Sommer stumbled back. The crowd's clapping became footsteps—loud, echoing, like boots on metal. Like combat. Like panic.

She turned — and suddenly she was in her office.
Familiar. Dim. The decanter on her desk. The red-velvet chair.
But this time, someone was sitting in it.

A man. No face. Just a silhouette — watching her.

She reached for the comm panel — dead. Her heart raced, but she forced calm into her throat.

"This is manipulation," she snapped. "This isn't mine."
The silhouette rose.

It moved like Ghost. But wore Andrew's coat. And Zori's smile. And someone else's voice.

"Isn't it, though?" it murmured.
Suddenly mirrors surrounded her again — warping and multiplying the figure a thousand times over.

"You built this from nothing. But it was always a mask, Sommer. All glamour. All teeth. All fire in your eyes, but no spine in your shadow."
Her chest ached — memories bleeding at the edges.

Being thirteen on the street.
Taking a blade to the ankle of a Hutt enforcer.
Staring at herself in a busted mirror in a Nar Shaddaa alley, telling herself: you're worth loving.

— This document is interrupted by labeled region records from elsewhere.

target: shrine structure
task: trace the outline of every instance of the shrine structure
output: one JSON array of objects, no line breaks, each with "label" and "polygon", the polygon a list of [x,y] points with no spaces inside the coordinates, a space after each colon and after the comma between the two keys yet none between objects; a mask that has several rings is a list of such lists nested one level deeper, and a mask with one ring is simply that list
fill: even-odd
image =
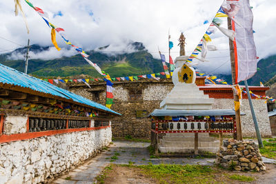
[{"label": "shrine structure", "polygon": [[150,114],[151,141],[157,154],[158,151],[195,154],[199,151],[216,152],[222,139],[219,143],[209,133],[219,133],[222,137],[223,132],[236,132],[235,110],[211,110],[214,99],[204,94],[195,83],[195,71],[186,62],[188,59],[187,56],[177,57],[177,68],[172,74],[175,87],[161,102],[161,110]]}]

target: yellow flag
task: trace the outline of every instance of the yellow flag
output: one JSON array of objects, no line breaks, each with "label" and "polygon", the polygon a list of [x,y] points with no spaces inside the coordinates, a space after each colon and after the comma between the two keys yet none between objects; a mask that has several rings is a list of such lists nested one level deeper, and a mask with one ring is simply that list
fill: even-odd
[{"label": "yellow flag", "polygon": [[239,110],[239,101],[234,101],[235,111]]},{"label": "yellow flag", "polygon": [[227,14],[224,14],[224,13],[217,13],[216,16],[215,17],[228,17]]},{"label": "yellow flag", "polygon": [[60,50],[61,48],[59,48],[59,46],[57,45],[57,41],[56,41],[56,30],[55,30],[55,28],[52,28],[51,39],[52,39],[52,44],[54,44],[54,45],[56,48],[56,49],[57,50]]}]

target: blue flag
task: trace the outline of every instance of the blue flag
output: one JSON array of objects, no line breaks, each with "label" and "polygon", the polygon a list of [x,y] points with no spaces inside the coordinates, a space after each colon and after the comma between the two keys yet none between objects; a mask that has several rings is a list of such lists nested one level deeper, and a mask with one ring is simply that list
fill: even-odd
[{"label": "blue flag", "polygon": [[168,42],[168,47],[170,48],[170,49],[172,49],[172,48],[173,48],[173,43],[172,41],[169,41]]}]

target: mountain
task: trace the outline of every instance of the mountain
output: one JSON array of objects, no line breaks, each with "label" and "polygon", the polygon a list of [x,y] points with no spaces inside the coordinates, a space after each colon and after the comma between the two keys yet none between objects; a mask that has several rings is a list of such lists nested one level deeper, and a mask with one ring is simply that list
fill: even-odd
[{"label": "mountain", "polygon": [[[50,47],[41,47],[32,45],[30,52],[35,54],[49,50]],[[132,75],[157,73],[163,71],[159,59],[152,57],[145,46],[140,42],[130,42],[127,45],[128,52],[116,52],[110,51],[110,45],[106,45],[93,50],[87,51],[88,59],[100,66],[102,70],[112,77],[127,76]],[[17,49],[12,52],[0,54],[0,63],[23,72],[26,48]],[[20,55],[22,59],[14,59],[14,55]],[[18,58],[18,57],[17,57]],[[276,54],[261,59],[257,65],[256,74],[248,80],[250,85],[259,85],[270,80],[270,85],[276,82]],[[68,77],[79,74],[98,77],[100,74],[82,58],[80,54],[72,57],[63,57],[55,59],[29,60],[28,74],[38,77]],[[230,75],[217,75],[219,79],[224,79],[228,83],[232,83]],[[240,83],[244,85],[244,83]]]},{"label": "mountain", "polygon": [[[131,52],[112,54],[106,45],[86,52],[88,59],[100,66],[102,70],[112,77],[139,75],[163,71],[161,60],[154,59],[143,43],[132,42],[128,45]],[[32,45],[30,52],[34,54],[48,50],[50,47]],[[14,55],[26,54],[26,48],[17,49],[12,52],[0,55],[0,63],[23,72],[23,59],[14,59]],[[116,53],[116,52],[115,52]],[[85,74],[99,76],[100,74],[84,60],[80,54],[63,57],[55,59],[29,59],[28,73],[38,77],[72,76]]]}]

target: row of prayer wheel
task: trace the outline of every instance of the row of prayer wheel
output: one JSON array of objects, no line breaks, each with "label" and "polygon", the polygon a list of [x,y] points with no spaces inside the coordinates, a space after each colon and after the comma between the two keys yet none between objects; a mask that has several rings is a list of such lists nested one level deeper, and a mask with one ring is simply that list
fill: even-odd
[{"label": "row of prayer wheel", "polygon": [[[49,119],[30,118],[29,131],[40,132],[50,130],[60,130],[66,128],[67,121],[65,119]],[[69,120],[69,128],[88,127],[89,120]]]},{"label": "row of prayer wheel", "polygon": [[[161,130],[168,130],[169,129],[178,129],[178,130],[187,130],[188,129],[188,123],[190,124],[189,130],[228,130],[233,129],[233,123],[230,122],[226,123],[205,123],[204,127],[202,127],[201,123],[177,123],[177,127],[174,127],[175,124],[172,123],[159,123],[159,129],[160,130],[160,124],[161,124]],[[155,123],[152,123],[152,129],[155,129]]]}]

"This is my club," she growled.
The projection flickered again — now showing Sommer bleeding from the eyes, just like Zori Galea, whispering:

You wanted to be me, didn't you? You wanted power. And you begged for it. It heard you.
A scream built in her throat.

But somewhere deeper — that same primal thing from earlier surged again. The part that would never be touched without permission. The part that bit back.

She clenched her fists.

"You can show me whatever you want," she snarled at the projection. "But you can't make me forget who I had to become to build it."
Her reflection flickered again — and for a moment, the images stilled.

She was herself again.

Bloodied, bruised, winded.

But standing.
Alone.
Still here.

And then—
Another hiss.

A door in the far back opened. Real? Another illusion?

Sommer wiped her mouth and squared her shoulders. Her heels clicked as she walked toward it, slowly, like she were preparing to walk onto a stage full of knives.